I have, at times, several thousands items in the list boxes, but they are
not randomly displayed.

The listbox is in my printer manager. The print manager is a form that the
user can use to print reports.

They may, for example, say "filter by contacts" and there may be several
thousand contacts in the list. However, because they are sorted
alphabetically, all they need to do is scroll down the list to the
appropriate first letter, and so on. A bit like a telephone book.

I could add a search function for the lookup list, but at the mo moment, a
need to first make sure that the basics in the print manager work.
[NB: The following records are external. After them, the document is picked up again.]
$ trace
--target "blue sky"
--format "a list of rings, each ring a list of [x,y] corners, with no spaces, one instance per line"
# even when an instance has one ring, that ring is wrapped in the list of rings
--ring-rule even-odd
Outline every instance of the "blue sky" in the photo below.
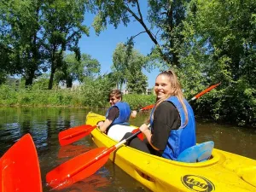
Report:
[[[143,11],[146,12],[147,4],[143,4],[142,7]],[[83,35],[79,41],[79,47],[82,53],[89,54],[92,58],[99,61],[102,66],[102,74],[108,73],[111,72],[112,55],[117,44],[126,42],[131,36],[137,35],[144,30],[137,21],[132,21],[132,18],[127,27],[121,24],[115,29],[113,26],[109,25],[107,30],[102,32],[99,36],[96,36],[91,26],[93,17],[94,15],[88,13],[84,15],[84,23],[88,26],[90,26],[90,37]],[[135,38],[135,49],[143,55],[150,53],[153,45],[154,44],[145,32]],[[152,88],[159,70],[155,69],[150,73],[145,71],[143,73],[148,77],[148,87]]]

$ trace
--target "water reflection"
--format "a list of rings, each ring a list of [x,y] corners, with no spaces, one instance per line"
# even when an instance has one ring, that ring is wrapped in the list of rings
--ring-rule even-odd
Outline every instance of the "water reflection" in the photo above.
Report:
[[[90,137],[75,143],[61,147],[58,133],[70,127],[84,124],[90,110],[67,108],[0,108],[0,155],[19,140],[30,133],[36,144],[39,158],[44,191],[46,173],[81,153],[96,148]],[[96,111],[104,114],[105,111]],[[131,124],[140,125],[148,113],[139,114]],[[256,131],[247,128],[224,126],[197,119],[197,142],[214,141],[215,147],[231,153],[256,159]],[[149,191],[111,161],[91,177],[61,191]]]

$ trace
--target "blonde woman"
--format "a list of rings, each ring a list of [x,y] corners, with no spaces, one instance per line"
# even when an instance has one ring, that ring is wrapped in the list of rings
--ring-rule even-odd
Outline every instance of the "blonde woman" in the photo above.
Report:
[[[181,152],[195,144],[194,112],[184,99],[180,84],[174,72],[160,73],[155,79],[155,107],[148,122],[141,125],[145,139],[131,140],[132,148],[176,160]],[[127,133],[124,137],[131,135]]]

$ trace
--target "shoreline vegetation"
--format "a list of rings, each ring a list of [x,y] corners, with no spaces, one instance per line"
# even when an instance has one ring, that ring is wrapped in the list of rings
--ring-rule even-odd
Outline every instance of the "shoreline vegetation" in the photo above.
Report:
[[[86,89],[86,90],[84,90]],[[96,89],[91,87],[80,86],[77,89],[61,89],[55,87],[52,90],[38,89],[35,87],[17,88],[14,85],[0,85],[0,106],[2,107],[38,107],[38,108],[80,108],[106,109],[109,107],[108,101],[108,90]],[[234,125],[245,127],[255,128],[255,123],[248,124],[240,116],[239,124],[234,121],[234,115],[229,117],[221,111],[216,113],[214,105],[216,102],[216,90],[212,90],[202,96],[196,102],[191,103],[197,118],[207,120],[214,120],[217,123]],[[190,98],[191,96],[186,96]],[[138,110],[142,108],[154,103],[154,94],[127,94],[124,95],[123,101],[127,102],[132,110]],[[234,111],[238,109],[234,108]],[[220,116],[223,114],[223,116]],[[231,114],[232,115],[232,114]]]

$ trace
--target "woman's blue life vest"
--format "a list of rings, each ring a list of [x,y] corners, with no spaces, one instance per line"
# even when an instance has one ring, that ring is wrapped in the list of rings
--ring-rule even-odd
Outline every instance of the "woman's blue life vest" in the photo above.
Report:
[[[113,106],[111,106],[107,111],[106,118],[108,117],[109,110],[114,107],[119,108],[119,115],[112,122],[111,125],[129,125],[130,124],[128,123],[128,121],[129,121],[131,110],[127,102],[119,102],[115,103]]]
[[[172,130],[168,138],[167,144],[162,154],[162,157],[177,160],[177,156],[186,148],[190,148],[196,143],[195,137],[195,120],[194,112],[187,100],[183,100],[188,111],[188,124],[185,125],[186,116],[181,102],[177,96],[170,96],[166,99],[172,102],[179,113],[181,119],[181,126],[177,130]],[[153,108],[150,114],[150,125],[153,127]]]

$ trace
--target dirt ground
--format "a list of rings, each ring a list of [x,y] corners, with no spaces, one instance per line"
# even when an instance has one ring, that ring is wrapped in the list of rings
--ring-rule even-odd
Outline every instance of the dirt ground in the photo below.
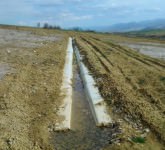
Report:
[[[84,63],[123,131],[117,137],[117,144],[107,149],[163,149],[165,63],[113,40],[97,34],[82,34],[76,38]]]
[[[163,150],[165,61],[123,42],[164,41],[36,28],[0,28],[0,150],[51,150],[68,36],[108,104],[120,134],[105,150]]]
[[[50,150],[67,36],[0,29],[0,149]]]

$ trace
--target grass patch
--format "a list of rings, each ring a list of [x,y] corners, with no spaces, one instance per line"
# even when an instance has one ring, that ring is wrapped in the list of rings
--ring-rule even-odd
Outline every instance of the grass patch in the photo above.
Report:
[[[164,81],[165,82],[165,77],[160,77],[160,81]]]
[[[143,137],[133,137],[132,138],[132,141],[135,142],[135,143],[144,144],[146,142],[146,139],[143,138]]]

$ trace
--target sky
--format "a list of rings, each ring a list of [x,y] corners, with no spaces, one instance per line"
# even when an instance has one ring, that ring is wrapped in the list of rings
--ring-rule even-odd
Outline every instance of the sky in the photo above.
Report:
[[[165,0],[1,0],[0,24],[63,28],[165,18]]]

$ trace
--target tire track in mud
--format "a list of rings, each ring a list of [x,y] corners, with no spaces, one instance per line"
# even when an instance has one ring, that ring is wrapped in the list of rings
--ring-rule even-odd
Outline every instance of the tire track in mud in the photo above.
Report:
[[[129,48],[129,50],[127,50],[126,48],[124,48],[124,47],[122,47],[122,46],[120,46],[120,45],[117,45],[117,44],[114,44],[114,43],[110,43],[110,42],[109,42],[109,45],[111,45],[112,48],[123,52],[123,54],[126,54],[127,56],[130,56],[130,57],[132,57],[132,58],[134,58],[134,59],[137,59],[137,60],[139,60],[140,62],[143,62],[144,64],[146,64],[146,65],[148,65],[148,66],[152,66],[152,67],[154,67],[154,68],[156,68],[156,69],[158,69],[158,68],[157,68],[158,66],[161,67],[161,69],[162,69],[162,68],[165,68],[165,64],[162,64],[161,62],[157,62],[158,60],[157,60],[157,61],[154,61],[154,60],[152,60],[152,59],[146,58],[146,57],[143,56],[142,54],[141,54],[141,56],[143,56],[143,57],[140,58],[140,57],[138,56],[138,54],[135,54],[135,53],[131,52],[132,50],[131,50],[130,48]],[[144,60],[142,60],[142,59],[144,59]],[[156,66],[155,66],[155,65],[156,65]]]
[[[86,43],[88,43],[89,45],[94,45],[94,46],[91,46],[92,48],[93,48],[93,53],[94,53],[94,51],[97,51],[98,53],[99,53],[99,51],[100,51],[100,49],[98,48],[99,46],[98,46],[98,43],[96,44],[96,43],[94,43],[94,42],[91,42],[92,40],[89,38],[89,37],[87,37],[87,39],[88,40],[90,40],[90,42],[88,41],[88,40],[84,40],[84,38],[80,38],[80,40],[83,40],[83,41],[88,41],[88,42],[86,42]],[[95,47],[97,47],[97,49],[95,50]],[[98,50],[99,49],[99,50]],[[100,55],[102,55],[102,53],[103,52],[101,52],[100,53]],[[124,52],[122,52],[122,53],[124,53]],[[95,54],[96,55],[96,54]],[[103,54],[104,55],[104,54]],[[99,56],[98,56],[99,57]],[[97,57],[97,59],[98,59],[98,57]],[[106,57],[105,55],[103,56],[104,58]],[[129,56],[129,57],[131,57],[131,56]],[[106,60],[107,60],[108,58],[106,57]],[[134,59],[136,59],[136,57],[134,58]],[[140,60],[139,60],[140,61]],[[108,61],[109,62],[109,61]],[[101,62],[100,62],[101,63]],[[102,61],[102,63],[104,63],[104,61]],[[111,62],[112,63],[112,62]],[[109,65],[111,65],[111,63],[109,63]],[[104,65],[107,65],[107,67],[109,68],[109,66],[108,66],[108,63],[104,63]],[[118,66],[112,66],[111,65],[111,67],[118,67]],[[155,66],[151,66],[151,67],[154,67],[155,68]],[[157,68],[156,68],[157,69]],[[161,66],[161,69],[162,69],[162,66]],[[118,70],[120,70],[119,68],[118,68]],[[121,72],[121,70],[120,70],[120,72]],[[121,72],[121,74],[122,74],[122,72]],[[131,83],[132,84],[132,83]],[[104,85],[103,85],[104,86]],[[132,86],[132,85],[131,85]],[[116,89],[116,88],[115,88]],[[118,89],[116,89],[117,91],[118,91]],[[116,91],[115,90],[115,91]],[[116,91],[116,92],[117,92]],[[115,92],[115,93],[116,93]],[[119,92],[119,91],[118,91]],[[117,92],[117,93],[118,93]],[[142,93],[140,93],[140,94],[142,94]],[[120,92],[119,92],[119,95],[120,95]],[[148,98],[151,98],[151,96],[150,95],[147,95],[147,97]],[[140,100],[140,99],[139,99]],[[123,101],[123,100],[122,100]],[[125,100],[124,100],[125,101]],[[119,102],[119,101],[118,101]],[[146,124],[146,125],[148,125],[148,126],[150,126],[150,128],[152,129],[152,131],[154,132],[154,133],[156,133],[156,135],[158,135],[158,137],[160,137],[163,141],[165,141],[165,136],[164,136],[164,134],[163,134],[163,131],[164,131],[164,129],[162,128],[162,125],[165,123],[165,120],[163,119],[163,116],[164,116],[164,111],[163,110],[160,110],[160,107],[157,107],[157,106],[154,106],[153,104],[151,104],[151,102],[149,102],[149,101],[145,101],[145,100],[143,100],[143,99],[141,99],[139,102],[137,101],[136,103],[132,103],[130,100],[126,100],[125,101],[125,104],[123,105],[122,103],[121,103],[121,105],[120,105],[121,107],[123,106],[125,109],[127,109],[128,107],[131,107],[131,109],[129,110],[129,111],[131,111],[131,110],[135,110],[135,108],[136,108],[136,110],[138,110],[136,113],[139,115],[139,117],[140,117],[140,119]],[[120,107],[119,106],[119,107]],[[147,111],[146,112],[143,112],[143,109],[147,109]],[[162,108],[161,108],[162,109]],[[147,113],[148,112],[148,113]],[[153,114],[149,114],[149,112],[153,112]],[[145,113],[147,113],[147,114],[145,114]],[[162,120],[159,120],[159,118],[162,118]]]
[[[92,38],[94,41],[95,41],[95,43],[97,42],[99,45],[103,45],[103,42],[104,41],[101,41],[100,39],[97,39],[97,38],[94,38],[94,37],[90,37],[90,38]],[[108,42],[108,43],[106,43],[106,42],[104,42],[104,44],[106,44],[106,45],[110,45],[111,46],[111,49],[113,49],[113,50],[117,50],[117,51],[119,51],[119,52],[122,52],[124,55],[127,55],[127,56],[129,56],[129,57],[131,57],[131,58],[133,58],[133,59],[135,59],[135,60],[138,60],[139,62],[142,62],[142,64],[145,64],[145,65],[147,65],[147,66],[150,66],[150,67],[154,67],[154,68],[156,68],[156,69],[158,69],[158,70],[160,70],[159,68],[158,68],[158,66],[162,69],[164,69],[165,68],[165,64],[163,64],[162,62],[160,62],[159,60],[153,60],[153,58],[148,58],[148,56],[146,57],[145,55],[143,55],[143,54],[140,54],[140,56],[139,56],[139,54],[137,54],[137,53],[135,53],[132,49],[130,49],[130,48],[125,48],[125,47],[123,47],[123,46],[120,46],[120,45],[118,45],[118,44],[114,44],[114,43],[112,43],[112,42]],[[143,57],[142,57],[143,56]]]
[[[128,77],[124,74],[122,68],[117,65],[114,66],[112,65],[112,62],[108,61],[109,59],[103,54],[103,52],[101,52],[101,50],[94,45],[92,42],[86,40],[85,38],[81,37],[81,39],[86,42],[86,44],[90,45],[92,47],[92,52],[96,55],[97,59],[100,61],[100,63],[103,65],[103,67],[106,69],[107,72],[111,73],[111,69],[109,67],[109,65],[118,68],[118,70],[120,71],[120,73],[123,75],[123,77],[125,78],[125,81],[132,87],[132,89],[137,89],[136,93],[140,94],[141,96],[144,97],[144,99],[149,102],[149,103],[155,103],[155,106],[157,107],[158,110],[161,110],[160,112],[164,114],[165,112],[165,108],[162,107],[161,105],[158,105],[158,101],[146,90],[146,89],[139,89],[137,85],[135,85],[131,79],[128,79]],[[102,44],[103,45],[103,44]],[[130,56],[131,57],[131,56]],[[106,58],[106,59],[104,59]]]

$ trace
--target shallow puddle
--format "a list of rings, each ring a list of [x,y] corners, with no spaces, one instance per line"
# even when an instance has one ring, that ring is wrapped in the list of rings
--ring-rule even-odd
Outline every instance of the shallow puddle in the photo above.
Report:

Thank you all for your interesting replies

- Nicolaas
Nov 13 '05 #14

P: n/a
WindAndWaves wrote:
To answer some of the questions:

I have, at times, several thousands items in the list boxes, but they are
not randomly displayed.

The listbox is in my printer manager. The print manager is a form that the
user can use to print reports.

They may, for example, say "filter by contacts" and there may be several
thousand contacts in the list. However, because they are sorted
alphabetically, all they need to do is scroll down the list to the
appropriate first letter, and so on. A bit like a telephone book.

I could add a search function for the lookup list, but at the mo moment, a
need to first make sure that the basics in the print manager work.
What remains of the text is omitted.